Parsing Human-Readable Text Data with Readability.js and R

Nan Xiao 2022-08-02 7 min read

The R and JavaScript code to reproduce the results in this post is available from https://github.com/nanxstats/r-readability-parser.

Photo by Nick Hillier.
Photo by Nick Hillier.

Readability.js

Maybe you have used tools like rvest to harvest text data from web pages. Naturally, this often requires elaborated human efforts in the front to understand the structure of the target website.

The picture looks quite different when we think at the web scale. To parse the content of many more sites and many more types of pages, we need to make our tool adaptive enough to extract the most relevant text instead of purely relying on manually crafted logic. We might tolerate missing some useful text and including some irrelevant text, which is acceptable because they probably won’t matter when the text data we collect is big enough.

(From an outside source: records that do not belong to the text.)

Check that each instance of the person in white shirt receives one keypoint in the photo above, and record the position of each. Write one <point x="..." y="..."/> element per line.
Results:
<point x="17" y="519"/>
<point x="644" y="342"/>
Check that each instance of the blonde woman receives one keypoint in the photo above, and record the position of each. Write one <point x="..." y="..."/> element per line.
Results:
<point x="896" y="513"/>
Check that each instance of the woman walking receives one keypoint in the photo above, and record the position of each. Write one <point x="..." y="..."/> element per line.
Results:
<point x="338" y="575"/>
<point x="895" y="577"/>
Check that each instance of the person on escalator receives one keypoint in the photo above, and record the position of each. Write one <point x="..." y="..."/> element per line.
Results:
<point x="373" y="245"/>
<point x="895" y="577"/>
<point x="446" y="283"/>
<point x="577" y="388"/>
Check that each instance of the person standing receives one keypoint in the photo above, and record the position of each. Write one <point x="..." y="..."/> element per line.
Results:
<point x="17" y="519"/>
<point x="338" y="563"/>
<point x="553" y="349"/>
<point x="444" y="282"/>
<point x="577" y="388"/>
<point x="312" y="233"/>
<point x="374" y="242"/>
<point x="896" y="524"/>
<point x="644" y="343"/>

Fortunately, Readability.js offers a tool for parsing human-readable text from any web page. It was built for the Reader View feature in Firefox but is also usable as an open source, standalone JavaScript library.

In this post, I will create an R wrapper for Readability.js using the R package V8.

Packing JS dependencies

Before we write the wrapper, the first step is identifying and packing the JavaScript dependencies to run in the V8 engine. The three key dependencies are @mozilla/readability, jsdom, and dompurify.

Following the vignette using NPM packages in V8, we pack them as follows.

brew install node
npm install -g browserify

Pack Readability.js:

npm install @mozilla/readability
echo "window.Readability = require('@mozilla/readability');" > in.js
browserify in.js -o readability.js

Pack jsdom for converting HTML into operable DOM document objects:

npm install jsdom
echo "window.jsdom = require('jsdom');" > in.js
browserify in.js -o jsdom.js

Pack DOMPurify mentioned in the readability.js security recommendation for sanitizing output to avoid script injection:

npm install dompurify
echo "window.dompurify = require('dompurify');" > in.js
browserify in.js -o dompurify.js

Writing an R binding

We will write some wrapper JavaScript functions to implement the workflow that uses all three JS libraries above.

function readabilityParser(html, url, candidates, threshold) {
  // Parse jsdom with readability.js
  let doc = new jsdom.JSDOM(
    html,
    { url: url }
  );
  let reader = new Readability.Readability(
    doc.window.document,
    { nbTopCandidates: candidates, charThreshold: threshold }
  );
  let res = reader.parse();

  // Sanitize results to avoid script injection
  const purifyWindow = new jsdom.JSDOM('').window;
  const DOMPurify = dompurify(purifyWindow);

  let clean = DOMPurify.sanitize(res.content);
  res.content = clean;

  return res;
}

function isReadable(html, min_content_length, min_score) {
  let doc = new jsdom.JSDOM(html);
  return Readability.isProbablyReaderable(
    doc.window.document,
    { minContentLength: min_content_length, minScore: min_score }
  );
}

The R wrapper is quite straightforward if you follow the V8 introduction vignette. As is suggested, the interactive JavaScript console via ct$console() is both fun and useful to play with when debugging.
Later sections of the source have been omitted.